Ewa Kotus: Of course, talent and passion are important, but the top-class film equipment that Forest Film Studio has is indispensable, isn’t it?
Michał Ogrodowczyk: Yes, this is true. All these mentioned elements in combination are very important in filmmaking. Cooperation and mutual understanding between the members of the production team are also important, because even the best film equipment is not enough to make a good film. Here at the Forest Film Studio, this has been the case for years; we form a harmonious team. This gives us the strength to take on further challenges and create further film works, in which we describe first of all the beauty and richness of Polish nature, but also the problems affecting it.
Ewa Kotus: And now the most important question, to the film’s director. How did it happen that such a beautiful film was made, which lifts jurors all over the world out of their chairs and which, by the decision of the International Tourfilm Academy, was awarded the Tourist Owl statuette?
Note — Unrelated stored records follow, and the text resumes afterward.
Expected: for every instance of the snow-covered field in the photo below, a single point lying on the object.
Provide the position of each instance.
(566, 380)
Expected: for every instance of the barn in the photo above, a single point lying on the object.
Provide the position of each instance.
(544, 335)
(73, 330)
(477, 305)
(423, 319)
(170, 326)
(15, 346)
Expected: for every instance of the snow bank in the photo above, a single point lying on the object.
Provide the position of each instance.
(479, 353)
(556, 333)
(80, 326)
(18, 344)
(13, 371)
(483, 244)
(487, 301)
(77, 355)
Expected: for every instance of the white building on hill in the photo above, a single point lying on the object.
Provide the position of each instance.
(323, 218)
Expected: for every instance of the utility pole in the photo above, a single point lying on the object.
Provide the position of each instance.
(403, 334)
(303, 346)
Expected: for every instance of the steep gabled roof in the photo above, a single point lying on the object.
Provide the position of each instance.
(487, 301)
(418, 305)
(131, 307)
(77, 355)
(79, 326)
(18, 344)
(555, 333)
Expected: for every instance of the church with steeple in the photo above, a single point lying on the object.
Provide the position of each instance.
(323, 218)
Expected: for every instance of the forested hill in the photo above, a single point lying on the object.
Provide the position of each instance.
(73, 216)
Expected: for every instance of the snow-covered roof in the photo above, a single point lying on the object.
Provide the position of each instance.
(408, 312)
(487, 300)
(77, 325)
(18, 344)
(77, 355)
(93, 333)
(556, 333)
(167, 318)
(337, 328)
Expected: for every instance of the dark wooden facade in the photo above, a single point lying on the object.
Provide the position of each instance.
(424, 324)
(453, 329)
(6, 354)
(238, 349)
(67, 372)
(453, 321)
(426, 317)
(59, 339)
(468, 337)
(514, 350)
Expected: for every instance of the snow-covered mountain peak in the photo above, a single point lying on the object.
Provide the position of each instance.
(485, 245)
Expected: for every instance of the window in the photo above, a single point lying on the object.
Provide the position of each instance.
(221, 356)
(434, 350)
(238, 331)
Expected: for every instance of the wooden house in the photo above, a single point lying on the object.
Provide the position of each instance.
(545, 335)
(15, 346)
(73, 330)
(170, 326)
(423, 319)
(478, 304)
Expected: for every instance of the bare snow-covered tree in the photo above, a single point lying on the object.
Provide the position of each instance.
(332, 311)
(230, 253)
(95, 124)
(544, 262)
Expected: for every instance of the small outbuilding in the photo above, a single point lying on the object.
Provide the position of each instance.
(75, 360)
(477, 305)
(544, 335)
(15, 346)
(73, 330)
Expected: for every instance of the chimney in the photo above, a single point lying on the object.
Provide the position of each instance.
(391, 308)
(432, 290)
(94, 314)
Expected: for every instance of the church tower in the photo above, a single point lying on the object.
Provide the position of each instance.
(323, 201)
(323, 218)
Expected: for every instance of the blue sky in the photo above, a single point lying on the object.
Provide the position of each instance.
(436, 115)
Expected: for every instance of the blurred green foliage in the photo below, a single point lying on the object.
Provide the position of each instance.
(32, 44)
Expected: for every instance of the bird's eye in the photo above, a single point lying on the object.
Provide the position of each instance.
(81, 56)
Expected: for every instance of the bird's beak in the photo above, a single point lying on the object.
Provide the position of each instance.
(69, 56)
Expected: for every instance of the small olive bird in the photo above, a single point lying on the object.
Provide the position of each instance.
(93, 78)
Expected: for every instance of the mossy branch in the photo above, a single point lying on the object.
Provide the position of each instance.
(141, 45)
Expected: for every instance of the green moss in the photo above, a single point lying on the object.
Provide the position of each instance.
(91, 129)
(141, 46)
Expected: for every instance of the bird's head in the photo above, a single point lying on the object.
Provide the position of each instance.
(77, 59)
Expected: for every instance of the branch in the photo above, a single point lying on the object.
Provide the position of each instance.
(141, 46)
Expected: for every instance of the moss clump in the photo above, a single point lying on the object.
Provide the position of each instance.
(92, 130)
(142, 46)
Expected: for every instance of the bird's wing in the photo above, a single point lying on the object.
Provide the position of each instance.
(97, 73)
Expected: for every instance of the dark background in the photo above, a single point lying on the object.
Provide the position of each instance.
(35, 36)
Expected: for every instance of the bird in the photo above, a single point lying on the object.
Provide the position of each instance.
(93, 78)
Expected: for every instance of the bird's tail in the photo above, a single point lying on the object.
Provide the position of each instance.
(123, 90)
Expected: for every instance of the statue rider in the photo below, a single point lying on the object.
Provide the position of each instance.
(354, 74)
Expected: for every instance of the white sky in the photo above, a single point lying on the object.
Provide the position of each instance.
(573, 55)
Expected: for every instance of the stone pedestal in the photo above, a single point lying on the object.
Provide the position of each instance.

Sławomir Skupiński: Thank you, I admit to being intimidated by this unexpected success. The idea of a film showing the forest in a different way, from a different perspective, has been on my mind for a long time. Ever since I was a child, nature and animals have been particularly close to me, and I have had contact with them in many different ways: from nature films, which kept me glued to the black and white TV screen, to observing the then common amphibians, insects, or by fishing trips, first with my grandfather, then on my own, exploring the mountains, and finally aquaristics. The prose of life moved me away from observing nature “Live”, in the field. After some time, I managed to return to the forgotten passions from my youth by taking up a job at the Forest Film Studio, where various film productions are made for the forests. I thought it would be great to show what happens below the surface of the rivers that flow through the woodlands. After all, we can assume that the fish and other organisms living there are also forest animals and at the same time highlight the problem of water deficit and show the richness and beauty of the organisms living under water. The rest of our team caught on to the idea. And so the script and commentary for the film began to emerge. The work gained a lot of impetus after we started working with Paweł Vogelsinger, who had specialized in underwater photography for years and had a large archive of valuable material that we could also use. Overall, the realization work went very smoothly, and we were able to complete the project in a year, as we already had some of the pictures taken in previous years. The whole thing was complemented by Bartek Klamra’s fantastic aerial cinematography, but of course all the members of our studio made a huge contribution to this production. I would like to mention production manager Michał Ogrodowczyk, our collaborator Kuba Stacherski – their photographs also make up this work, and Ela Trzonek, who is an important member of our team, taking care of the documentation background. Thank you again for this award on behalf of the entire Forest Film Studio team.
Alexander V. Kammel: Congratulations!
Ewa Kotus: Thank you for the interesting conversation and the great dose of knowledge you have given us.